The ritual consists of waiting to the very last minute and then delaying automatic cuts in Medicare payments to health‐care providers. The supposedly automatic cuts that never happen were scheduled by legislation in the 1990s as a means of stanching the hemorrhage of Medicare expenditures. The cuts are based on a formula known as the Sustainable Growth Rate (SGR), which tied payments to doctors and other health‐care providers to growth rates in the larger economy.
Each time the day of reckoning approaches, the American Medical Assocation (AMA) and others implore Congress to prevent the cuts. They argue, correctly, that cuts to physicians’ reimbursements will decrease the number of doctors participating in Medicare (participating doctors are not allowed to charge more for a procedure than Medicare pays). The lowered payments make it economically unsustainable for doctors—especially those in primary care—to continue caring for patients within the Medicare system. As more doctors leave, the argument goes, seniors will get less access to health care.
Inevitably, in the eleventh hour, Congress “fixes” the problem, hence the term “doc fix,” by passing temporary legislation upping the reimbursement rates. It kicks the day of reckoning down the road a few months. Every time the problem resurfaces, the calculated pay cut grows larger to make up for the fixes. When the ritual first began, doctors were facing pay cuts in the range of 5 percent per procedure. By June 2010, it had grown to 21 percent. By December 1, 2010 (the day of reckoning just averted) it had grown to 23 percent. When January 1, 2011 comes around, the scheduled cut will be yet higher.
This “doc fix” ritual cannot be practiced in perpetuity. No amount of temporary patches can obscure the fact that Medicare’s liability continues to mushroom as the population ages and medical technology advances. The latest estimate of that unfunded liability is $37 trillion, or more than twice the current size of the U.S. economy.
Because the money doesn’t exist to fund Medicare’s promises, Medicare has no recourse but to reduce payments to health care providers. Yet the AMA and its allies routinely call for a permanent fix to the legislation calling for cuts in the reimbursement rates. They figure that by improving the formula by which the cuts and their timing are derived, the exodus of physicians from the Medicare system—and the resulting loss of access to health care for seniors—can be avoided.
The AMA and its friends in Washington are in denial. No matter how many pieces of gum they hope to stick in the cracks developing in the dam, they cannot prevent the dam from bursting.
Yet there is a simple short‐term solution to the dilemma faced by Medicare, its beneficiaries, and its providers. It’s no substitute for the sort of comprehensive entitlement reform that is badly needed, but it’s a good first step.

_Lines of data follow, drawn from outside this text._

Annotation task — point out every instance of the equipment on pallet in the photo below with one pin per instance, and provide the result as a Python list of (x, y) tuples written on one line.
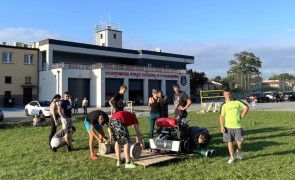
[(173, 136)]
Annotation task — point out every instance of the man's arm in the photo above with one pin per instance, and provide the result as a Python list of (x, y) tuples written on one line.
[(244, 112), (94, 134), (52, 110), (60, 112), (221, 119), (188, 103), (138, 134), (111, 102), (110, 134)]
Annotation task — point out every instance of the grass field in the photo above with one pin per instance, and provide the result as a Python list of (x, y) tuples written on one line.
[(268, 153)]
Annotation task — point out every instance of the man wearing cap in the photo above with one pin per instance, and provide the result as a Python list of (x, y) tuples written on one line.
[(118, 125)]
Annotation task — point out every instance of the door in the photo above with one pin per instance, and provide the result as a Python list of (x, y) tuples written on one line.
[(27, 95)]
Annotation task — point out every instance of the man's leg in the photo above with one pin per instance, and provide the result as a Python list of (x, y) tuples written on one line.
[(53, 130), (231, 149), (91, 143), (127, 152), (118, 150), (239, 150), (152, 125)]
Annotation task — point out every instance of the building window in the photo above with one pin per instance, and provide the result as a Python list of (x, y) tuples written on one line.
[(6, 57), (28, 59), (28, 80), (7, 79), (7, 94)]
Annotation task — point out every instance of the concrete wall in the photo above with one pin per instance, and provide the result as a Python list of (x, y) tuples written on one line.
[(18, 71)]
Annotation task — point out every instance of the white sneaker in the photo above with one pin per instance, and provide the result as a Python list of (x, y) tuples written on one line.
[(231, 160), (239, 154)]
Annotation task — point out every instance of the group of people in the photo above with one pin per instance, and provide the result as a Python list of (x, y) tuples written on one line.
[(230, 121)]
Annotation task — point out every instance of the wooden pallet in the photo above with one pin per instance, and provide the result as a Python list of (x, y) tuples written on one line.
[(148, 159)]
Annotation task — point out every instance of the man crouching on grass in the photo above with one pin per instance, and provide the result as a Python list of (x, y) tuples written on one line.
[(230, 123), (118, 125), (63, 138)]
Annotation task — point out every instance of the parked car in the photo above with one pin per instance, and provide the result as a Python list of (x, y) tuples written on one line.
[(271, 95), (289, 95), (260, 97), (35, 107), (1, 115)]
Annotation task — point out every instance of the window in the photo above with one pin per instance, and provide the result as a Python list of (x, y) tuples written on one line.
[(6, 57), (7, 94), (28, 80), (7, 79), (28, 59)]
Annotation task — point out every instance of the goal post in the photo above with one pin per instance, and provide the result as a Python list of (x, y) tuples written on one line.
[(210, 100)]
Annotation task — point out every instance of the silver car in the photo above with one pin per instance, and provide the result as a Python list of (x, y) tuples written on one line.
[(1, 115)]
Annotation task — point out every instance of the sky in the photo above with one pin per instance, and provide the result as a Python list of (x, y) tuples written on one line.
[(210, 30)]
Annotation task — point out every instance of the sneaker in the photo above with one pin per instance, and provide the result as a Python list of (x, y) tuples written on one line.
[(54, 149), (119, 162), (130, 165), (93, 156), (69, 148), (239, 154), (231, 160)]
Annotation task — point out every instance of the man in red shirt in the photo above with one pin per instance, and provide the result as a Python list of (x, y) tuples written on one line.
[(118, 124)]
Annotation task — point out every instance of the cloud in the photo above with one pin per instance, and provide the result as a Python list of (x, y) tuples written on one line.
[(213, 57), (25, 35)]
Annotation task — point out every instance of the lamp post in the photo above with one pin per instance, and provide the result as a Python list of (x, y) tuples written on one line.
[(58, 81)]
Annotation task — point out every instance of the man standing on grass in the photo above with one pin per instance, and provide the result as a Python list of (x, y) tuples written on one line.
[(181, 102), (65, 111), (230, 123)]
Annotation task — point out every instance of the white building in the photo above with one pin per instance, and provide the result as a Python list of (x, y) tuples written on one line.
[(97, 71)]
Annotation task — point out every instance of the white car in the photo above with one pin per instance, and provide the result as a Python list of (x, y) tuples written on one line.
[(35, 107)]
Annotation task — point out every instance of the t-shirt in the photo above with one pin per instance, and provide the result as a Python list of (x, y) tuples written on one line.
[(66, 106), (126, 117), (231, 111), (118, 102), (180, 100), (194, 133), (61, 133), (93, 116), (118, 97)]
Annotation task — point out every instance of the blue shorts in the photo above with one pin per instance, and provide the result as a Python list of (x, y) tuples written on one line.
[(87, 126)]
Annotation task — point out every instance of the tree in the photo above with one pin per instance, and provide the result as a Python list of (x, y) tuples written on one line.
[(217, 79), (243, 67), (282, 77), (197, 79)]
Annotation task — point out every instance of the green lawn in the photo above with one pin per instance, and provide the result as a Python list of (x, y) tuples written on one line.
[(268, 153)]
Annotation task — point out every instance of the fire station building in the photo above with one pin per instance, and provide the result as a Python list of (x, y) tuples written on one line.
[(97, 71)]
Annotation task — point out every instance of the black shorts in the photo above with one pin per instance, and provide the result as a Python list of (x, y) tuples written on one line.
[(119, 131)]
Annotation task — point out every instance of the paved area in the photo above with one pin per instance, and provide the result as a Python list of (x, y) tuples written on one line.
[(17, 114)]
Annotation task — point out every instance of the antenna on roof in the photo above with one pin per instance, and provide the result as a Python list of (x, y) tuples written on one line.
[(109, 19)]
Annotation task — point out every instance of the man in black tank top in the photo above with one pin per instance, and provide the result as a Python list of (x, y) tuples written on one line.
[(181, 102)]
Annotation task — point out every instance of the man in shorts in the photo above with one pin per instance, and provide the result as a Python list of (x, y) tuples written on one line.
[(65, 111), (199, 137), (92, 123), (118, 125), (181, 102), (63, 138), (117, 102), (231, 125)]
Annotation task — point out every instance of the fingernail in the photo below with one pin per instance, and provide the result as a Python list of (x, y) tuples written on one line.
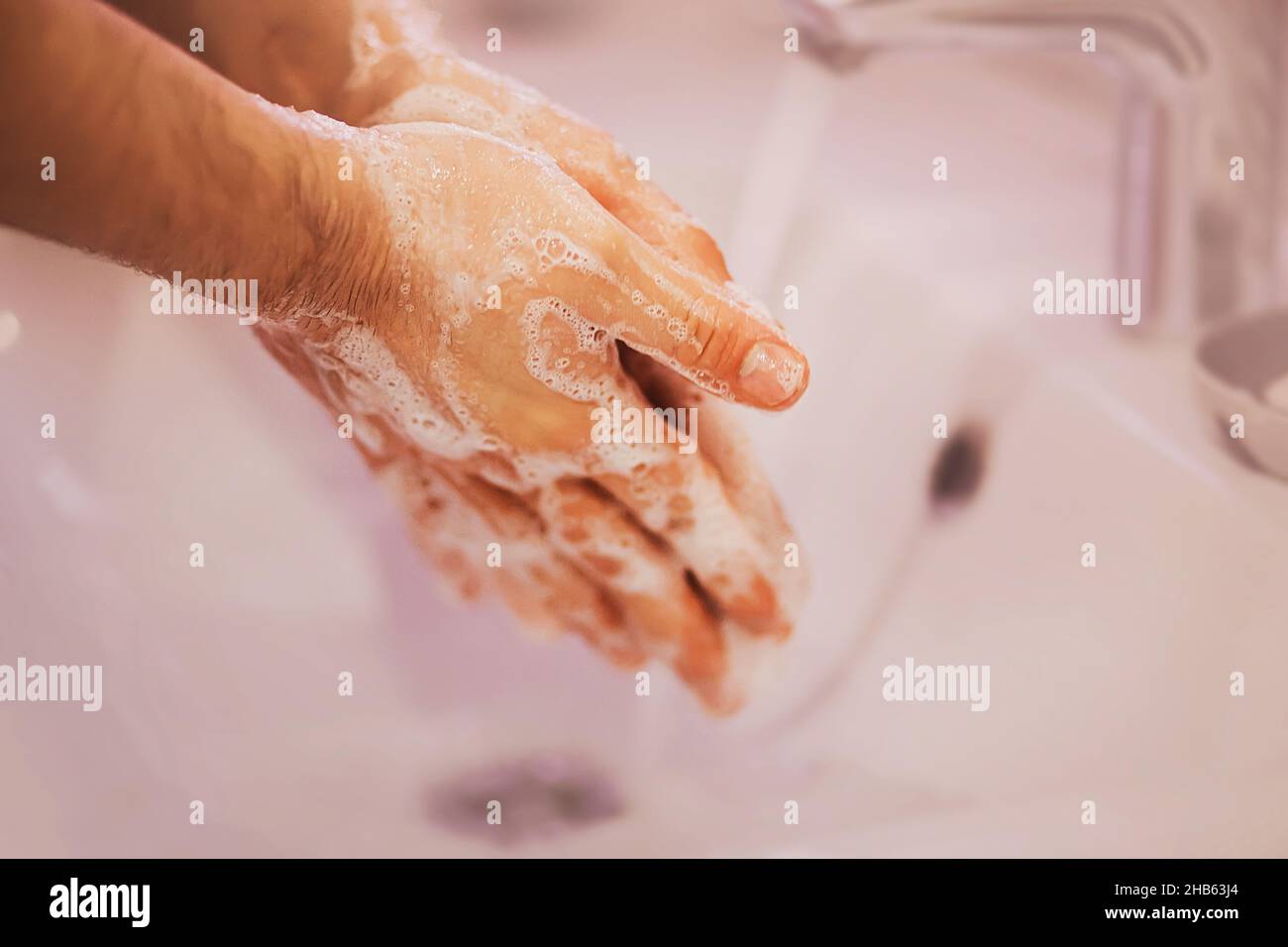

Let Medicare providers set their own fees, and end the ban on what’s known as “balance billing.” Prior to the institution of government price controls in the 1980s, Medicare would pay a provider based upon a predetermined fee schedule. Providers were free to bill the patients for the unpaid balance of their fees. Assume, for example, that Medicare would pay $80 for an office visit. A doctor could accept that in full or charge $100 or $120 or whatever to his patients.
Most doctors individualized their balance billing policy. Elderly patients of modest means on fixed incomes would commonly see their balance waived or significantly reduced. Those more financially secure would not. Medicare more closely resembled traditional health insurance. Doctors had more incentive to stay in the Medicare system. Seniors took on a greater degree of responsibility for the cost of their health care. As a result, they also demanded more accountability and were more cost‐effective in their utilization of health care dollars. As it stands now, doctors must accept Medicare reimbursements as full payment. To the extent that Medicare is offering below‐market rates, doctors leave the system.
If doctors were set free from Medicare price controls by ending the ban on balance billing, then the Medicare administrators would be better able to reduce Medicare’s contribution to provider reimbursement without fear of a physician exodus from the system. The entire SGR debate would become moot. The “doc fix” ritual would end, because the scheduled cuts could take effect rather than being perpetually postponed.
As Medicare beneficiaries pay a greater proportion of the providers’ bills, market forces will ensue. More doctors will go into primary care if they can charge a fair price. And price competition will lead to better choices for senior patients.
Let the scheduled cuts begin. And unshackle the nation’s health care providers. Let them set their own fees and, at their own discretion, bill for the balance after Medicare pays its part.
Medicare price controls are one policy turkey that should not be pardoned.